The reconstructed village of Camp Ritchie, nestled in the soft peaks of Washington County’s mountains, is a stark reminder of the intelligence operatives who helped lead the United States to victory in World War II. Known as the “Ritchie Boys,” these soldiers bridged the language barrier that stood between America and the Axis Powers.
Initially, the camp opened as a training facility for the Maryland National Guard Reserve, but as the war intensified, the Army upgraded it to an official Army post specializing in top-secret military intelligence training. It would also take in tens of thousands of German Jewish refugees, whose linguistic skills were critical for the success of the American effort.

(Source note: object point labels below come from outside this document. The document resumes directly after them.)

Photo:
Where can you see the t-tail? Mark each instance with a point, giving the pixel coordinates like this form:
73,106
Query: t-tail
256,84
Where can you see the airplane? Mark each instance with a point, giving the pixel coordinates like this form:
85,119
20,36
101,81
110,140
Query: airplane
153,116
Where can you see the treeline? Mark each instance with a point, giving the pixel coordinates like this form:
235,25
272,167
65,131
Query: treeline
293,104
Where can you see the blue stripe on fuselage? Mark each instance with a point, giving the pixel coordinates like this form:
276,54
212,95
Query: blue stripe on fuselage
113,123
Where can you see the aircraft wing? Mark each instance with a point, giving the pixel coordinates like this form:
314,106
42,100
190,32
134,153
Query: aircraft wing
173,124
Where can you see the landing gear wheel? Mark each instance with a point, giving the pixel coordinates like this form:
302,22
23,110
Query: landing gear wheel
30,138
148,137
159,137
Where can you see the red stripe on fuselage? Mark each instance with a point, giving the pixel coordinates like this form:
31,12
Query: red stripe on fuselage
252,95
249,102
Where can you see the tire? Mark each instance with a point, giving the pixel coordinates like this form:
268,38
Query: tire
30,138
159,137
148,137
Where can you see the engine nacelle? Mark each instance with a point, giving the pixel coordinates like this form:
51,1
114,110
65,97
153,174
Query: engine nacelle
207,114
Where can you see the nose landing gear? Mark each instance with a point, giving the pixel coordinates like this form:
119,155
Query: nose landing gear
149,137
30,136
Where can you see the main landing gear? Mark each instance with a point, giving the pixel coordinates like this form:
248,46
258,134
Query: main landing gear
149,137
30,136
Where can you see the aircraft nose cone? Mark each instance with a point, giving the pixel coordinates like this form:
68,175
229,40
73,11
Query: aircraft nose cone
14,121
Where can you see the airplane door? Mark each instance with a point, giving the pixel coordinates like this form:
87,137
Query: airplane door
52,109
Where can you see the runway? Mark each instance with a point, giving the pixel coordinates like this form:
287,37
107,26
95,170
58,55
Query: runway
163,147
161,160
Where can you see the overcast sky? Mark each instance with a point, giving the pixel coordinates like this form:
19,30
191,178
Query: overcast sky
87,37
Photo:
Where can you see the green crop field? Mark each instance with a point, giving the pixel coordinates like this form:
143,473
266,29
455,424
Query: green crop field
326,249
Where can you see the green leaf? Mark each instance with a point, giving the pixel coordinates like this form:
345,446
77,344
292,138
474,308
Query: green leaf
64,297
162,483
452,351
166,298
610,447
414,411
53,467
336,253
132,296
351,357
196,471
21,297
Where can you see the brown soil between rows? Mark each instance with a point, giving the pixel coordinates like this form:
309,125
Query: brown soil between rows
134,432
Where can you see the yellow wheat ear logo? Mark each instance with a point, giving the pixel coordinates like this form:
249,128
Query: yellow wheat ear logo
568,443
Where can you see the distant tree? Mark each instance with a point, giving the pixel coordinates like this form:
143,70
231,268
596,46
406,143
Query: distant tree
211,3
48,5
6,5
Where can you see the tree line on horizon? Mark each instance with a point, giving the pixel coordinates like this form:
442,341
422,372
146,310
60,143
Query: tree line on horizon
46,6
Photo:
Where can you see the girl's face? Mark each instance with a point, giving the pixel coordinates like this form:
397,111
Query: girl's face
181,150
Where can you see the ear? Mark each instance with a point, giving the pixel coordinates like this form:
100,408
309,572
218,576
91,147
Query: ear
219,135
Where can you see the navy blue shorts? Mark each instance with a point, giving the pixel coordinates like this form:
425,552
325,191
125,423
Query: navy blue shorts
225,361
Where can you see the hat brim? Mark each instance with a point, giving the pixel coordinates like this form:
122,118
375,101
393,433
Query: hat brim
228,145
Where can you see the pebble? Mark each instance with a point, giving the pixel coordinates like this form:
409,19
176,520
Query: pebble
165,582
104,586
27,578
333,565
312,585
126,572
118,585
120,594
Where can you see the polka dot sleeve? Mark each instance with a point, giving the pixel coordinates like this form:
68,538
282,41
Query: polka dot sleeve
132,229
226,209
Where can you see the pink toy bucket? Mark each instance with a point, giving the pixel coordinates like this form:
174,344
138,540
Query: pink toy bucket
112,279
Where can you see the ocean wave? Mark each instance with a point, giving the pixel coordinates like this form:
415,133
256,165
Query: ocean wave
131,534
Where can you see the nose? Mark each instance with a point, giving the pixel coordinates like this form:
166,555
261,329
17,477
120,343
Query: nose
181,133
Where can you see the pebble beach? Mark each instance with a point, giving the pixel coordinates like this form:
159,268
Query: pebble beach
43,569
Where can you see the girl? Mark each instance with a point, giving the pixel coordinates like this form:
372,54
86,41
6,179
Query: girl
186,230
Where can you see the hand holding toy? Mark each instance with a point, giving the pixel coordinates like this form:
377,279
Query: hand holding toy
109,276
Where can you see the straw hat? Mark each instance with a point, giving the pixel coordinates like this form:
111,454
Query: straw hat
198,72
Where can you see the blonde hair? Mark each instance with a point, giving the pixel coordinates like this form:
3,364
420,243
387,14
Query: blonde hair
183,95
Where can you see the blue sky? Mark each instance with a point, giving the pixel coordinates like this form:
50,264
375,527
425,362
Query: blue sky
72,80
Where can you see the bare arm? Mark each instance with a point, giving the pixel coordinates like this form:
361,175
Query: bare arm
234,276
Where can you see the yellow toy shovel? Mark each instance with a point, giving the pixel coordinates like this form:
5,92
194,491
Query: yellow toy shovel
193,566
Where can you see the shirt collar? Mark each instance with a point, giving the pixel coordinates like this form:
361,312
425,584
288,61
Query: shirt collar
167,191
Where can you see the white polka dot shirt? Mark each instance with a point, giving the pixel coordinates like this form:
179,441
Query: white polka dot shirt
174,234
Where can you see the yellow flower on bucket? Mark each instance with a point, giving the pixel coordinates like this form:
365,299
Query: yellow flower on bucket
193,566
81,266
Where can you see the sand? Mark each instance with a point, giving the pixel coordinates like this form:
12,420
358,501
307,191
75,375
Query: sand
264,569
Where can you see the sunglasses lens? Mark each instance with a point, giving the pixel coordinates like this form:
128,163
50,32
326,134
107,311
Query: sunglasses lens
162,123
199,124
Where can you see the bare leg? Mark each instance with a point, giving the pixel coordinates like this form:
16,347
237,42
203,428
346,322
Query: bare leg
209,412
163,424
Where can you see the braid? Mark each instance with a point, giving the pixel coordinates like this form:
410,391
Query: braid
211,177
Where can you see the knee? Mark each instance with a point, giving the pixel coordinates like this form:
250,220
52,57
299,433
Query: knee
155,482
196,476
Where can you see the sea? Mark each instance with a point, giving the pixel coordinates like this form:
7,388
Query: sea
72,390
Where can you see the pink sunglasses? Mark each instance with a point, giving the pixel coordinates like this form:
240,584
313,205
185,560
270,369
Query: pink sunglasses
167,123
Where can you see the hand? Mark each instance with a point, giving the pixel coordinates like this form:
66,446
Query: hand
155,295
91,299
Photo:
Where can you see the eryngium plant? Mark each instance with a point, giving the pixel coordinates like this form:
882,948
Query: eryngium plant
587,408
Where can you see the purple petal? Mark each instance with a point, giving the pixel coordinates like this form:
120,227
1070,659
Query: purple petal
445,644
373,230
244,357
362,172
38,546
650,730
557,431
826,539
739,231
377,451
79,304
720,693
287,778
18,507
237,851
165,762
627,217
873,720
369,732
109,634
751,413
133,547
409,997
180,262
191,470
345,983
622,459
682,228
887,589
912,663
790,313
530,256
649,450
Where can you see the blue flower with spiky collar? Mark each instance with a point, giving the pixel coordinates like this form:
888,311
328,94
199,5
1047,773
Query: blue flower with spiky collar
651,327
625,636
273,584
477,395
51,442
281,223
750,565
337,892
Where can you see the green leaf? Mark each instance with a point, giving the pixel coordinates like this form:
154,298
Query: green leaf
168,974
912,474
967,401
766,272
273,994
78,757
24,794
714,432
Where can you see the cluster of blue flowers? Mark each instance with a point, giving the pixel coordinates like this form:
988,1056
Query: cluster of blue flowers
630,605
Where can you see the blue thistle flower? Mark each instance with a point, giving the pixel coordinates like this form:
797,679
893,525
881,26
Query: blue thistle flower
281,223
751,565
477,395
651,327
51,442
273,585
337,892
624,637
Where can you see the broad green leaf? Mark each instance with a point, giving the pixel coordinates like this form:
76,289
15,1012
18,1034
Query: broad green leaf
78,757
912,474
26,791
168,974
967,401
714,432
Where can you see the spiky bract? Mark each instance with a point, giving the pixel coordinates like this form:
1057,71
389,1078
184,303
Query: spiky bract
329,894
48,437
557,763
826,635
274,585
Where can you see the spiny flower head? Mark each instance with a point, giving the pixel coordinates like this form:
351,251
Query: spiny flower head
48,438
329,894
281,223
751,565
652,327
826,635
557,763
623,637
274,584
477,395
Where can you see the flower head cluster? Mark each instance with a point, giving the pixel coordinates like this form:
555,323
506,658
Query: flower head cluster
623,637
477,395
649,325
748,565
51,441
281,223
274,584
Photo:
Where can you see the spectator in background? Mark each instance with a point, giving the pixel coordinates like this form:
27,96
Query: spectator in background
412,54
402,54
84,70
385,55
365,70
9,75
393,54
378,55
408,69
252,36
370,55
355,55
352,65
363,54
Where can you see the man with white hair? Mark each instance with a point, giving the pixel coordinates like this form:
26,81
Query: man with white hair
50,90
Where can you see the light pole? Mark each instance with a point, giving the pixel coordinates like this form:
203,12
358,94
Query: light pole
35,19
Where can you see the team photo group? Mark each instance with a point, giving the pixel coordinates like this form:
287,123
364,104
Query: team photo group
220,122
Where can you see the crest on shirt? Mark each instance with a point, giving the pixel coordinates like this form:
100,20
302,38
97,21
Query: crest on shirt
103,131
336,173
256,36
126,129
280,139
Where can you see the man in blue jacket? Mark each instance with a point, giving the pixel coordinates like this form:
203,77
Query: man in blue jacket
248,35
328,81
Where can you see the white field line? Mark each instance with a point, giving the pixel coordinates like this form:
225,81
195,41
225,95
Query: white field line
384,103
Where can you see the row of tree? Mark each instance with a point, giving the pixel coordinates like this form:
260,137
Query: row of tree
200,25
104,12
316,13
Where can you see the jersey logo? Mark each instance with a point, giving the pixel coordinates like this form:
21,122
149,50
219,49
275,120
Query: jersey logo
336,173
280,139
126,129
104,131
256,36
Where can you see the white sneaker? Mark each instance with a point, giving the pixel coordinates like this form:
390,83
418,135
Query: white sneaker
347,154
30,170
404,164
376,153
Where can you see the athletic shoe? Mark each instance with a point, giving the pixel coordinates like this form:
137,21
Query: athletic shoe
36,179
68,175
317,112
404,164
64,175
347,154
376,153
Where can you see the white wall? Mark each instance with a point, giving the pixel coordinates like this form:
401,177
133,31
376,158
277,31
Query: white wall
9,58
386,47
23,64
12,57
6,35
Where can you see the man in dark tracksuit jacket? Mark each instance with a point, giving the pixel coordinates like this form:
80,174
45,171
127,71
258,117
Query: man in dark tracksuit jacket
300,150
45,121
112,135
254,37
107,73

After completing an eight-week course at Camp Ritchie, many of the students went on to serve in the Counterintelligence Corps (CIC) or the Office of Strategic Services (OSS), the precursor to the Central Intelligence Agency. Others took part in the D-Day invasion, helping scout enemy positions for airborne troops or interrogate prisoners.
Some of the Ritchie Boys served in the Pacific Theater, where they translated captured documents and did other research. They also participated in the Allied assaults on Guadalcanal, Okinawa and Iwo Jima. Private Leonard Bostrom, a Ritchie Boy who died attacking an enemy stronghold in the Philippines, received the Medal of Honor.